To justify the resampling method, we note that from (A.0),

$$n^{-\frac{1}{2}}{h}^{\frac{1}{2}}\sum _{i=1}^n{\widehat{\mathcal{V}}}_{li}^{\left(q\right)}\left(s\right)(V_i-1)+{\left(nh\right)}^{\frac{1}{2}}\{{\tilde{\eta }}_l^{\left(q\right)}(s,{\widehat{ϴ}}^{\ast })-{\tilde{\eta }}_1^{\left(q\right)}(s,\widehat{ϴ})\}=n^{-\frac{1}{2}}{h}^{\frac{1}{2}}\sum _{i=1}^n{\widehat{\mathcal{V}}}_{li}^{\left(q\right)}\left(s\right)(V_i-1)+o_{p^{\ast }}\left(1\right)$$

where $o_{p_{\ast }}\left(1\right)$ (1) is with respect to the product probability measure generated by the observed data and V,

$${\widehat{\mathcal{V}}}_{li}^{\left(q\right)}\left(s\right)=\widehat{\tau }{\left\{\psi \left(\widehat{p}{U}_i\right)\right\}}^{-1}{K}_h\left\{{\widehat{∊}}_i\left(s\right)\right\}{\widehat{\omega }}_i\{{\widehat{M}}_{li}^{\left(q\right)}-{\widehat{\eta }}_l^{\left(q\right)}\left(s\right)\},$$ (A.1)

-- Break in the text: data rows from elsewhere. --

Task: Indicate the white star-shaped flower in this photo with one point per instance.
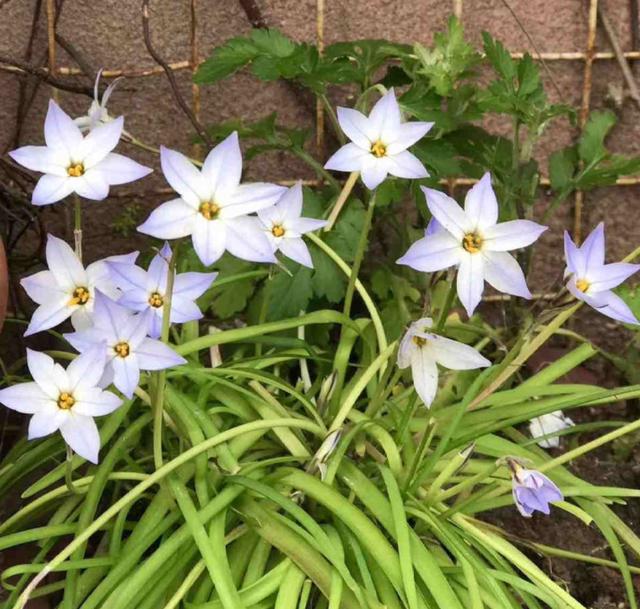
(379, 143)
(284, 226)
(67, 289)
(474, 241)
(213, 206)
(65, 400)
(423, 350)
(72, 162)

$${\tilde{\eta }}_l^{\left(q\right)}(s,ϴ)=\frac{\sum _{i=1}^n\frac{O_i}{G\left(T_i\Lambda t_0\right)}{K}_{\tilde{h}}\{\psi \left(g_1\left({\beta }^{\prime }{X}_i\right)\right)-\psi \left(s\right)\}I\{g_2\left({\gamma }^{\prime }{W}_i\right)\in (v_{l-1},v_l),Y_i=q\}}{\sum _{i=1}^n\frac{O_i}{G\left(T_i\Lambda t_0\right)K_{\tilde{h}}\{\psi \left(g_1\left({\beta }^{\prime }{X}_i\right)\right)-\psi \left(s\right)\}}}$$ (A.2)

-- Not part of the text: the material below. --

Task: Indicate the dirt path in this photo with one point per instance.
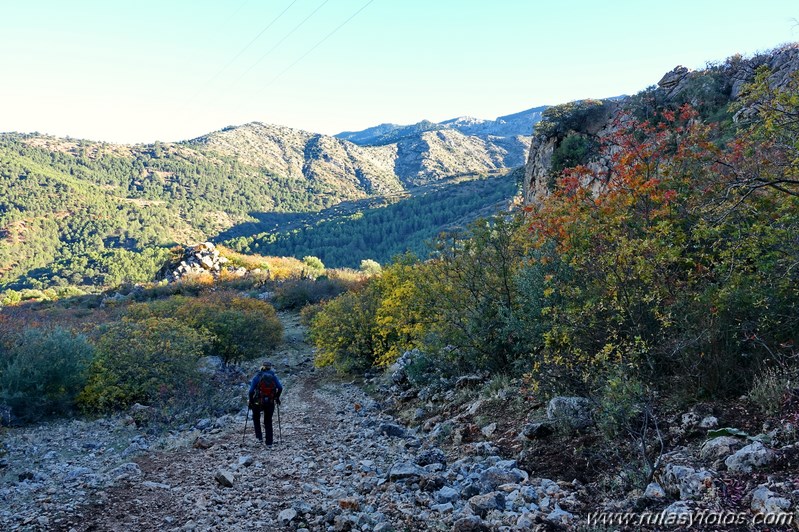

$\widehat{\tau }\left(s\right)={\sum }_{i=1}^n{K}_h\left\{{\widehat{\epsilon }}_i\left(s\right)\right\}∕n$ is the estimated density function of $\psi \left({\widehat{p}}_U\right),O_i={\Delta }_{i}I\left(T_i<t_0\right)+I(T_i\ge t_0)$ ${\widehat{\beta }}^{\ast }$ and ${\widehat{\gamma }}^{\ast }$ are the respective solutions to

$$\sum _{i=1}^n\frac{O_i}{{\widehat{G}}^{\ast }\left(T_i\Lambda t_0\right)}{X}_i\{Y_i-g_1\left({\beta }^{\prime }{X}_i\right)\}{V}_i=0,\sum _{i=1}^n=\frac{O_i}{{\widehat{G}}^{\ast }\left(T_i\Lambda t_0\right)}{W}_i\{Y_i-g_2\left({\gamma }^{\prime }{W}_i\right)\}{V}_i=0$$ (A.3)

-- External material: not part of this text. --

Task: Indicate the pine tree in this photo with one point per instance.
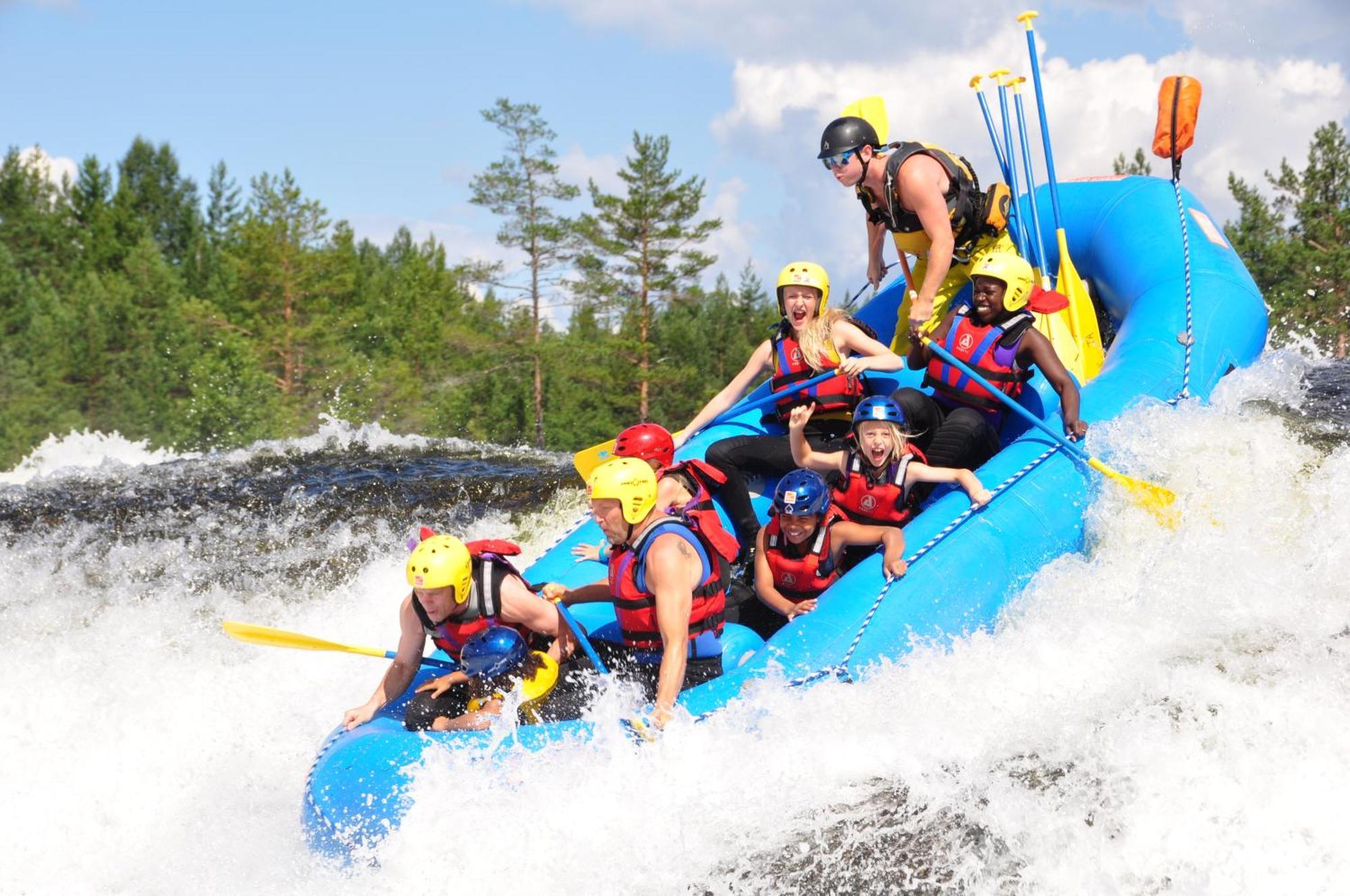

${\widehat{G}}^{\ast }(\cdot )$ is the weighted Kaplan-Meier estimates with weights V and $\tilde{h}=h\times n^{d_0+1∕5-1∕7}$. Thus, conditional on the data the random variable given in (3.4) is asymptotically equivalent to $\widehat{\tau }{\left\{\psi \left(s\right)\right\}}^{-1}{\left(nh\right)}^{\frac{1}{2}}{\mathbb{P}}_n\left[K_h\left\{\widehat{\epsilon }\left(s\right)\right\}\widehat{\omega }\{\widehat{M}-{\widehat{\eta }}_1^{\left(1\right)}\left(s\right)\}(v-1)\right]$, which is asymptotical normally with mean zero and variance ${\widehat{\sigma }}^2\left(s\right)=h\widehat{\tau }{\left\{\psi \left(s\right)\right\}}^{-2}{\mathbb{P}}_n\left[K_h{\left\{\widehat{\epsilon }{\left(s\right)}^2\widehat{\omega }\right\}}^2{\widehat{\omega }}^2{\{\widehat{M}-{\widehat{\eta }}_1^{\left(1\right)}\left(s\right)\}}^2\right]$. From the same arguments given in Appendix A, ${\widehat{\sigma }}^2\left(s\right)\to {\sigma }^2\left(s\right)$ in probability, as n → ∞. Note that the second term, which accounts for the variability in $\widehat{ϴ}$, involves estimating the partial derivative of $P\{g_2\left({\gamma }^{\prime }{W}_i\right)\in [v_{l-1},v_l],Y_i=q\mid g_1\left({\beta }^{\prime }X\right)=s\}$ with respect to β and γ. Since the optimal bandwidth for such derivative functions is of order n^−1/7 which could be substantially larger than h used for the estimation of ${\widehat{\eta }}_l^{\left(q\right)}$, we find that the second term in (3.4) approximates the additional variability in $\widehat{ϴ}$ better when a larger bandwidth is used to obtain ${\tilde{\eta }}_l^{\left(q\right)}$. As a result, the standard bootstrap method, which essentially uses the same h for b ^-l performs poorly in finite sample.